La romancière Marie-Hélène Lafon creuse son sillon avec un nouveau roman sur l'histoire d'une famille ancrée dans la terre du Cantal.

Article rédigé par Laurence Houot
France Télévisions - Rédaction Culture
Publié Mis à jour
Temps de lecture : 2 min
La romancière Marie-Hélène Lafon à Barcelone pour présenter son livre "Nos vies", en mars 2020 (TONI ALBIR / EFE)

La romancière Marie-Hélène Lafon poursuit son œuvre avec un treizième roman, Histoire du fils (Buchet-Chastel), en librairie le 20 août 2020. Après Joseph (2014)  ou de Nos vies (2017), l'écrivaine nous embarque cette fois dans une fresque familiale, qui embrasse un siècle d'histoire.

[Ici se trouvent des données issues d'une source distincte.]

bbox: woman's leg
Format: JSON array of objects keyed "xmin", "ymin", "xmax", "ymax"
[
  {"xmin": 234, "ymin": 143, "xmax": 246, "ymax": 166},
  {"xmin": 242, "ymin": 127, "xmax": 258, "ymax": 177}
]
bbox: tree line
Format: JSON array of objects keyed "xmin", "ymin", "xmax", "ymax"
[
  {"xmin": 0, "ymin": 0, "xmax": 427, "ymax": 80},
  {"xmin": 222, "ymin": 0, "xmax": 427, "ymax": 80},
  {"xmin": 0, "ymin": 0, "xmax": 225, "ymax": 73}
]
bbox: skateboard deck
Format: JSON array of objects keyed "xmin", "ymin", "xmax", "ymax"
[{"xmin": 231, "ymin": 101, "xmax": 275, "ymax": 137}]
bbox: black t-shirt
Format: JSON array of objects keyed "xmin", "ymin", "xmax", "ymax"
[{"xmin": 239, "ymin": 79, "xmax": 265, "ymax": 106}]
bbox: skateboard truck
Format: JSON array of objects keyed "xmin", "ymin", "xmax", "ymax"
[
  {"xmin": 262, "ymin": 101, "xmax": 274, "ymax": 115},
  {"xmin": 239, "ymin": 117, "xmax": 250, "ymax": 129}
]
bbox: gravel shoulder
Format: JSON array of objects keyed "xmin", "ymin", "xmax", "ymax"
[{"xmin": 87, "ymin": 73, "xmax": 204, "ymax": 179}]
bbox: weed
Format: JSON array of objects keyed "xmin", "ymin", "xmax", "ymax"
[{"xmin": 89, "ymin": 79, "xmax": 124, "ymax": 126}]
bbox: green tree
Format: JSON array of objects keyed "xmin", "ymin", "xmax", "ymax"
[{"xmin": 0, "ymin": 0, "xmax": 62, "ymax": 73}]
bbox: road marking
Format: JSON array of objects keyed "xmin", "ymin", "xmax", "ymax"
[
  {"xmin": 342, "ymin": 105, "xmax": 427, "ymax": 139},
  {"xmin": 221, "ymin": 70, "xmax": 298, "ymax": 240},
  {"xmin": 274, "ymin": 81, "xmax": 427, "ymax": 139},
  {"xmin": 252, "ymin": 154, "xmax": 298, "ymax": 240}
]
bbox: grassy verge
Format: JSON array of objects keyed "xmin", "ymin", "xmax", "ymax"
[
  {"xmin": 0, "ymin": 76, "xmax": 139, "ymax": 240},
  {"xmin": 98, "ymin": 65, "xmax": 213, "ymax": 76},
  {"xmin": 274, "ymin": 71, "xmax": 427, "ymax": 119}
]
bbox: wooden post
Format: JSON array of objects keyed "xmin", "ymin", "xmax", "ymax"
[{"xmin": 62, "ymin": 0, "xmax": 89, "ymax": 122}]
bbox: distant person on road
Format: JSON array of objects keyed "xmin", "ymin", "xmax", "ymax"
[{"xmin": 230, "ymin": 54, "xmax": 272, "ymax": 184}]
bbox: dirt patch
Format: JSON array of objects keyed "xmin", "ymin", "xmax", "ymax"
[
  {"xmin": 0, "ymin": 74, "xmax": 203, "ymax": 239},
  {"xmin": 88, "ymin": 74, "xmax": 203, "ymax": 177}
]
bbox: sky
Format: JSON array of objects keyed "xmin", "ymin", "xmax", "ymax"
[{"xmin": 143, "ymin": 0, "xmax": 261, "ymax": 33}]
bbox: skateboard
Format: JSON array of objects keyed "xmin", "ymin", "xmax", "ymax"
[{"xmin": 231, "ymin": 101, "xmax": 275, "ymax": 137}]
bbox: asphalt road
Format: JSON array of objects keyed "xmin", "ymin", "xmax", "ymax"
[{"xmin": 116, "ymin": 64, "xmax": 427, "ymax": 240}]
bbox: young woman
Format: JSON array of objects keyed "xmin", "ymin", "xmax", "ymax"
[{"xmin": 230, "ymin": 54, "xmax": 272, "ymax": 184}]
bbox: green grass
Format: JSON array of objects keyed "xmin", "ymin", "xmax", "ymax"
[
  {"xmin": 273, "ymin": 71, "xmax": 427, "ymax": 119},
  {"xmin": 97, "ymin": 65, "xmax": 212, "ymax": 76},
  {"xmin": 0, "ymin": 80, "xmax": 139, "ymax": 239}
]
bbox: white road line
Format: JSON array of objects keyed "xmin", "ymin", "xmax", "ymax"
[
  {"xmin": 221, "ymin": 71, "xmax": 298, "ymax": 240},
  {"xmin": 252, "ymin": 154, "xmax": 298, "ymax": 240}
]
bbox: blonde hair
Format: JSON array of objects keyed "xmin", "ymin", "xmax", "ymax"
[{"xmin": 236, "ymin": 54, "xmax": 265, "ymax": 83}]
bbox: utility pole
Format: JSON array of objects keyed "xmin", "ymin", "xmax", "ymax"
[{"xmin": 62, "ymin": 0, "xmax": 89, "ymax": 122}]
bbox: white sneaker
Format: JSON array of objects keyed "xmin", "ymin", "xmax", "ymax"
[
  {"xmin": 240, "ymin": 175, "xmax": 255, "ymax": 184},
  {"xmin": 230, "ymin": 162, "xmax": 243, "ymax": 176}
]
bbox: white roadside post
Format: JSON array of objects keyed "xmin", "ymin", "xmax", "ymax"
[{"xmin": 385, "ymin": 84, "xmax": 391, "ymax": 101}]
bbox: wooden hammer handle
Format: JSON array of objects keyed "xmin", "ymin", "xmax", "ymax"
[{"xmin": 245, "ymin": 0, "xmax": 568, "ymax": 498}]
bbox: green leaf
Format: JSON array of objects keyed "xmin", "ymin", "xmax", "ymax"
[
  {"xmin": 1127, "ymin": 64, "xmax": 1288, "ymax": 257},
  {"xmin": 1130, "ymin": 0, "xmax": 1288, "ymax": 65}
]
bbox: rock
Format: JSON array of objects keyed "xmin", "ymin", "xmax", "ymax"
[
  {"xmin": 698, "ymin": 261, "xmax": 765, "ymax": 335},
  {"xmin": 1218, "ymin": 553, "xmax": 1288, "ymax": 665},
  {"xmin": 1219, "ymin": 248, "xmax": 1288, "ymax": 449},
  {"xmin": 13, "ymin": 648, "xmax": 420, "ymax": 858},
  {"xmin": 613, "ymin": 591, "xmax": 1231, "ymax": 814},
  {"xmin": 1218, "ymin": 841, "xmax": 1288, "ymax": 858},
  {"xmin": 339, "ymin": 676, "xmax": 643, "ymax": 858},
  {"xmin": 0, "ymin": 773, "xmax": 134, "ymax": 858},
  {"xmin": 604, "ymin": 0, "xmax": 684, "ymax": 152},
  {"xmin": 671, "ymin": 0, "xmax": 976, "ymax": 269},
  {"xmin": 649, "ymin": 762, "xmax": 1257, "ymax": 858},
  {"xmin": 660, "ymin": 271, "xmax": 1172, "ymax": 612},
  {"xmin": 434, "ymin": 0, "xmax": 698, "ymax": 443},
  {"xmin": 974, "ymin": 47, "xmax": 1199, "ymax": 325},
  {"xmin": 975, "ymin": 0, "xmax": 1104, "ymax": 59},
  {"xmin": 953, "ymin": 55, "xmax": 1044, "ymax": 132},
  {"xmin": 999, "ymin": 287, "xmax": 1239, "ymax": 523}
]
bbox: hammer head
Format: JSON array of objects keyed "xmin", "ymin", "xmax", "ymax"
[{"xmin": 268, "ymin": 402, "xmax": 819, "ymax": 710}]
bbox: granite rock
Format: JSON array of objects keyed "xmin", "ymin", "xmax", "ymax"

L'histoire : elle commence par un drame le jeudi 25 avril 1908 à Chanterelle, petit village du Cantal. Armand, quatre ans, se réveille, impatient de rejoindre sa nounou Antoinette dans la cuisine, pendant que son frère jumeau, Paul, dort toujours. Ici la vie est rythmée par les lessives qui durent deux jours, les colères du père, la grande toilette du samedi soir, les dictons de la tante Margueritte et le carillon de la salle à manger, qui quand il sonne la demie de huit heures, autorise Armand à se lever. Dans la cuisine l'eau de la lessive a été mise à bouillir. Quand Armand descend se jeter dans les jambes d'Antoinette, l'élan de ce début de journée "s'achève dans un cri déchiré qui réveille Paul".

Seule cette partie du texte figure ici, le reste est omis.